Asimismo, que la agenda nacional de esta nueva etapa del movimiento indígena plantea temas de urgente solución para cuyo seguimiento en el mediano y largo plazo, en los ámbitos político, económico, social, cultural y medio ambiental se identifican los siguientes ejes temáticos:

Demandar la armonización del marco jurídico nacional en materia indígena con el marco jurídico internacional; el cumplimiento inmediato del decreto presidencial suscrito el pasado 22 mayo del año en curso «que reconoce el derecho indígena de representación política en los órganos del poder ejecutivo y legislativo mediante el sistema de elección propio de los pueblos indígenas» y exigir al titular del poder ejecutivo, Enrique Peña Nieto, que «cumpla perentoria y cabalmente con los compromisos asumidos para respetar los derechos consagrados en los tratados internacionales suscritos por México».

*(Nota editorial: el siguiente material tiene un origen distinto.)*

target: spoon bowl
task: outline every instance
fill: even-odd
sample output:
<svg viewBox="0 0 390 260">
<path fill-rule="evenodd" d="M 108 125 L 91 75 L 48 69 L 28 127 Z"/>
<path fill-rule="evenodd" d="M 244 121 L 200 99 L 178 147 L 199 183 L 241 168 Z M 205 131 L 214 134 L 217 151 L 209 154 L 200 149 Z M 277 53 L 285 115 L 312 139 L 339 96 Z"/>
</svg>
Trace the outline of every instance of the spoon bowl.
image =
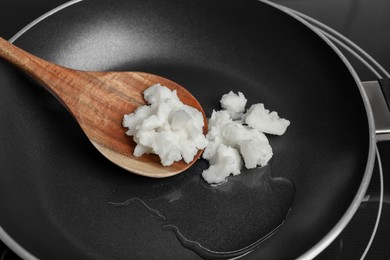
<svg viewBox="0 0 390 260">
<path fill-rule="evenodd" d="M 0 37 L 0 57 L 29 74 L 51 92 L 74 116 L 80 127 L 107 159 L 135 174 L 163 178 L 188 169 L 201 155 L 199 150 L 190 163 L 183 160 L 163 166 L 154 154 L 133 155 L 136 143 L 125 134 L 123 116 L 145 105 L 143 91 L 160 83 L 176 90 L 180 100 L 201 111 L 203 132 L 207 129 L 205 113 L 195 97 L 179 84 L 144 72 L 94 72 L 65 68 L 38 58 Z"/>
</svg>

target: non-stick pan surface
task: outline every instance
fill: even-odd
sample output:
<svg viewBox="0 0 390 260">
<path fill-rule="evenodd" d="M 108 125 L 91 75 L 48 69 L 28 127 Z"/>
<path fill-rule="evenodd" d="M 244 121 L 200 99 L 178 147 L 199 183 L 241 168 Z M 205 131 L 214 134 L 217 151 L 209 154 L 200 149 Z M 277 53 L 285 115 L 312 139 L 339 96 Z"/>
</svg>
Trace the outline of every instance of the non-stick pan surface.
<svg viewBox="0 0 390 260">
<path fill-rule="evenodd" d="M 208 115 L 233 90 L 291 121 L 269 137 L 268 166 L 221 186 L 202 180 L 203 160 L 145 178 L 104 159 L 53 96 L 0 62 L 0 231 L 19 254 L 295 258 L 318 251 L 364 193 L 373 133 L 356 77 L 321 37 L 267 4 L 84 0 L 14 43 L 75 69 L 170 78 Z"/>
</svg>

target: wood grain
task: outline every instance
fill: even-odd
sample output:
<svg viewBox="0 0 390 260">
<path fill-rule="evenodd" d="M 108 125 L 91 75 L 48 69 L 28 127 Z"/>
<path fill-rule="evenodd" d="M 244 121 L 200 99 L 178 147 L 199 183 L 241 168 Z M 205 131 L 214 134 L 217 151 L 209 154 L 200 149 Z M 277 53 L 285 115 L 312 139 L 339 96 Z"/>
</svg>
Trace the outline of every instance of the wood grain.
<svg viewBox="0 0 390 260">
<path fill-rule="evenodd" d="M 50 91 L 75 117 L 91 143 L 118 166 L 144 176 L 168 177 L 189 168 L 201 155 L 186 164 L 179 161 L 165 167 L 156 155 L 133 156 L 135 142 L 125 134 L 122 119 L 144 105 L 142 92 L 160 83 L 176 90 L 183 103 L 203 113 L 199 102 L 179 84 L 143 72 L 79 71 L 52 64 L 0 38 L 0 57 L 25 71 Z"/>
</svg>

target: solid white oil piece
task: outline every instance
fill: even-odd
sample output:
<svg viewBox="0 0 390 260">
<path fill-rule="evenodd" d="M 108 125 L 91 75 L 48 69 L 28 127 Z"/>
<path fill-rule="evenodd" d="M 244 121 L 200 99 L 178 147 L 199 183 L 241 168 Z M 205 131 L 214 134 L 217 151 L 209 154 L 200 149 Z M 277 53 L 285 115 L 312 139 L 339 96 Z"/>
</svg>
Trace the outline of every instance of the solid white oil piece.
<svg viewBox="0 0 390 260">
<path fill-rule="evenodd" d="M 280 118 L 275 111 L 265 109 L 264 104 L 252 105 L 243 116 L 243 120 L 250 127 L 267 134 L 282 135 L 286 132 L 290 121 Z"/>
<path fill-rule="evenodd" d="M 182 159 L 190 163 L 207 145 L 202 113 L 183 104 L 175 90 L 160 84 L 143 94 L 148 105 L 123 117 L 123 126 L 129 129 L 126 134 L 137 143 L 134 155 L 157 154 L 164 166 Z"/>
<path fill-rule="evenodd" d="M 126 134 L 137 143 L 134 155 L 154 153 L 162 165 L 169 166 L 182 159 L 189 163 L 204 149 L 202 157 L 210 166 L 202 177 L 210 184 L 240 174 L 243 167 L 267 165 L 273 151 L 265 134 L 282 135 L 290 125 L 261 103 L 245 112 L 244 94 L 230 91 L 220 100 L 223 109 L 213 110 L 204 136 L 202 113 L 183 104 L 176 91 L 155 84 L 143 94 L 148 105 L 123 117 Z"/>
<path fill-rule="evenodd" d="M 233 91 L 224 94 L 220 100 L 222 109 L 228 111 L 233 120 L 240 119 L 242 117 L 245 112 L 246 102 L 247 99 L 244 94 L 241 92 L 235 94 Z"/>
<path fill-rule="evenodd" d="M 290 121 L 269 112 L 263 104 L 252 105 L 244 113 L 247 99 L 241 92 L 230 91 L 221 98 L 223 110 L 213 111 L 206 135 L 208 145 L 203 158 L 210 167 L 202 172 L 208 183 L 222 183 L 241 173 L 243 166 L 252 169 L 265 166 L 273 156 L 264 133 L 282 135 Z"/>
</svg>

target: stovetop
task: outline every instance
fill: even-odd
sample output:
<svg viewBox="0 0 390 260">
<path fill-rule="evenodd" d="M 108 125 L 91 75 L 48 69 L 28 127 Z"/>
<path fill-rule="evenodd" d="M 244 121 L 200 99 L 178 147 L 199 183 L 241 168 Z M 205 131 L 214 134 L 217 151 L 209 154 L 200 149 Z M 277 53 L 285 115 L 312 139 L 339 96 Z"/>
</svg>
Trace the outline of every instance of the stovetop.
<svg viewBox="0 0 390 260">
<path fill-rule="evenodd" d="M 11 38 L 29 22 L 67 0 L 2 0 L 0 35 Z M 272 0 L 335 29 L 390 71 L 390 1 Z M 363 81 L 376 79 L 367 66 L 343 51 Z M 386 259 L 390 255 L 390 142 L 378 143 L 378 162 L 365 200 L 346 229 L 316 259 Z M 380 187 L 384 186 L 380 204 Z M 378 213 L 379 216 L 378 216 Z M 380 218 L 379 218 L 380 217 Z M 379 221 L 378 221 L 379 220 Z M 0 242 L 0 260 L 19 259 Z"/>
</svg>

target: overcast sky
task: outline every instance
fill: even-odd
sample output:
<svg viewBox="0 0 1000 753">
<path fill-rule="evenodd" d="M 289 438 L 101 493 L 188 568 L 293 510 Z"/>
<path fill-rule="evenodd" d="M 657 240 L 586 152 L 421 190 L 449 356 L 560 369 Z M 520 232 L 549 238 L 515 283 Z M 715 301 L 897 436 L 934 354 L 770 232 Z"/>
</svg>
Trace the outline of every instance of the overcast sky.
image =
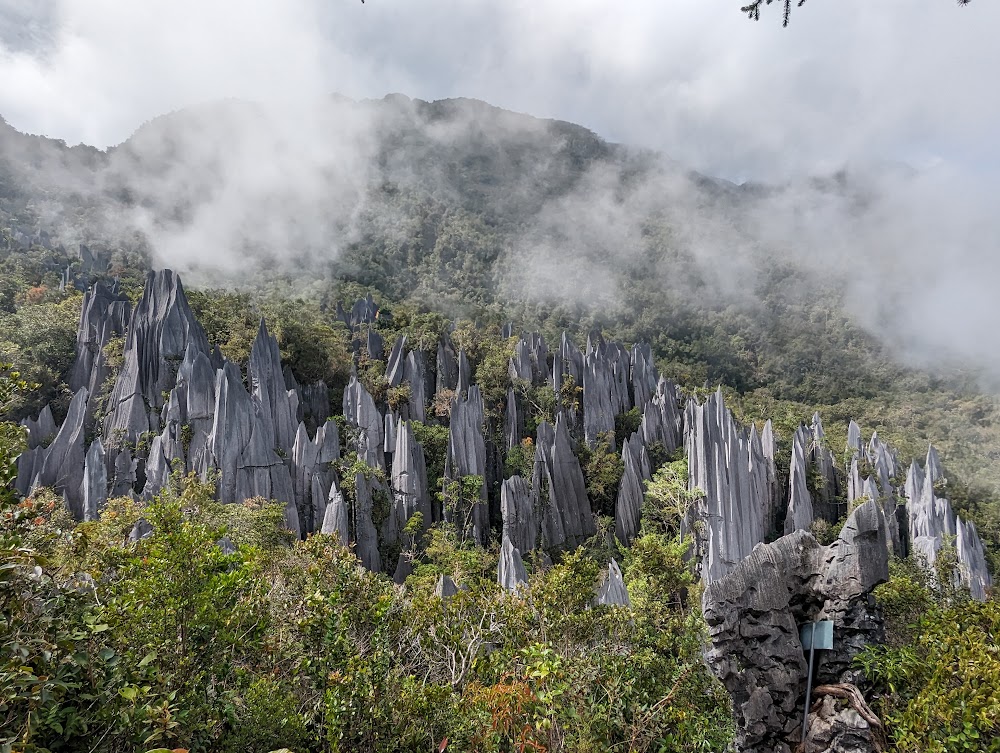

Además, la creación de la sexta circunscripción propia de los pueblos indígenas para garantizar sus derechos electorales, así como el respeto irrestricto a los territorios ancestrales de los pueblos, tribus y naciones indígenas y sus recursos naturales.

Manifiesta que «el Estado mexicano debe reconocer al territorio indígena como el espacio geográfico donde los pueblos originarios ejercen jurisdiccionalidad (gobierno, administración y justicia) y en donde se recrea y reproduce nuestra identidad y proceso civilizatorio». Exige que el Estado mexicano derogue las reformas privatizadoras como la energética «porque son agresivas a los derechos de los pueblos indígenas».

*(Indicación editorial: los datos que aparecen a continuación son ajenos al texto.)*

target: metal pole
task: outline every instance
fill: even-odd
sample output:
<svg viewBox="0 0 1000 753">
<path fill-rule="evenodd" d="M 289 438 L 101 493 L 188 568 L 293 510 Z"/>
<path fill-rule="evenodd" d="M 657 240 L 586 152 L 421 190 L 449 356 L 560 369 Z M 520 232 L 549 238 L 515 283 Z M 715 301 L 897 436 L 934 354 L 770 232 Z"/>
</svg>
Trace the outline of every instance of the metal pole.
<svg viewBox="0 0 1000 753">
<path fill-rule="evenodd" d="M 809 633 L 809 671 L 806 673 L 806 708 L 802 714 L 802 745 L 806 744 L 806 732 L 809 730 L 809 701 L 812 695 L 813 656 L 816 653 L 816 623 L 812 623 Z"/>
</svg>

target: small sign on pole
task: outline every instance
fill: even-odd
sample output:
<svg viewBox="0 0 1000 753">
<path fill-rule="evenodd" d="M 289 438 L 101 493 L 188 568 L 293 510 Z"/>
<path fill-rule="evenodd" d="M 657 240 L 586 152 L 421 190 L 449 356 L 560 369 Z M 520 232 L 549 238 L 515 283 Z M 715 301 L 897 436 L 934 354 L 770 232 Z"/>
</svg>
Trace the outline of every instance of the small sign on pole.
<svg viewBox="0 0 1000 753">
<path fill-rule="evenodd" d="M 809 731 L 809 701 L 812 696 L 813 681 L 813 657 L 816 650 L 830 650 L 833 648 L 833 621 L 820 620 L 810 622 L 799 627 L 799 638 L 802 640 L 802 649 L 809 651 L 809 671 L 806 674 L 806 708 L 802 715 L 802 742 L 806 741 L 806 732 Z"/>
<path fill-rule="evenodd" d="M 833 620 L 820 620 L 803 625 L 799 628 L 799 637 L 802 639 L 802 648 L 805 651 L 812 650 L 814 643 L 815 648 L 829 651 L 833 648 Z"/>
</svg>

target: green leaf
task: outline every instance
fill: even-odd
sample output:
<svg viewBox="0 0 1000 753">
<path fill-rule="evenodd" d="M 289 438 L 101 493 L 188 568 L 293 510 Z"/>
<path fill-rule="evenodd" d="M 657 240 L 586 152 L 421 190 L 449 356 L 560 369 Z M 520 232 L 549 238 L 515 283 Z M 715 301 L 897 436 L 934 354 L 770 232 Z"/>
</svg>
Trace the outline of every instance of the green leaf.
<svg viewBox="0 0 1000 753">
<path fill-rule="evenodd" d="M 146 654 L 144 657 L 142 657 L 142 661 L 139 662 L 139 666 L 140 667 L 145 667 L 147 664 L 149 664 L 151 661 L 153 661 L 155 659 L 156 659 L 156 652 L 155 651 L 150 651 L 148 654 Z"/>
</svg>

Se pronuncia por un rechazo «enérgico y categórico a la privatización del agua. La constitución Federal debe reconocer el acceso al agua como un derecho humano», subraya, manifestando el apoyo incondicional de los asistentes a «la lucha ancestral de la tribu Yaqui en contra de la construcción del acueducto independencia y (por) la restitución de las 40,000 ha que les han despojado», al mismo tiempo demanda la liberación de los presos políticos yaquis Mario luna Romero y Fernando Jiménez Gutiérrez.

Denuncia que el Instituto Federal de Telecomunicaciones pretende publicar en el diario oficial que ya se hizo la consulta a los pueblos indígenas sobre el uso de la radio; llama a organizar y fomentar el alzamiento de los pueblos indígenas a partir de actividades en las que se expresen las demandas ancestrales; fortalecer la participación armónica de las mujeres y jóvenes indígenas en la lucha de los pueblos indios; demanda respeto a sus centros ceremoniales y sitios sagrados y su acceso a ellos.

Asimismo subraya que tan importante como la unidad nacional indígena es la unidad con todos los sectores, organizaciones y movimientos progresistas y populares.

Manifiesta también su respaldo a las policías comunitarias que «a diferencia de las autodefensas han abierto el camino en sus pueblos y comunidades a la seguridad», han demostrado eficiencia pero están fuera de la ley porque la ley no contempla esta figura de organización para la seguridad de las comunidades indígenas.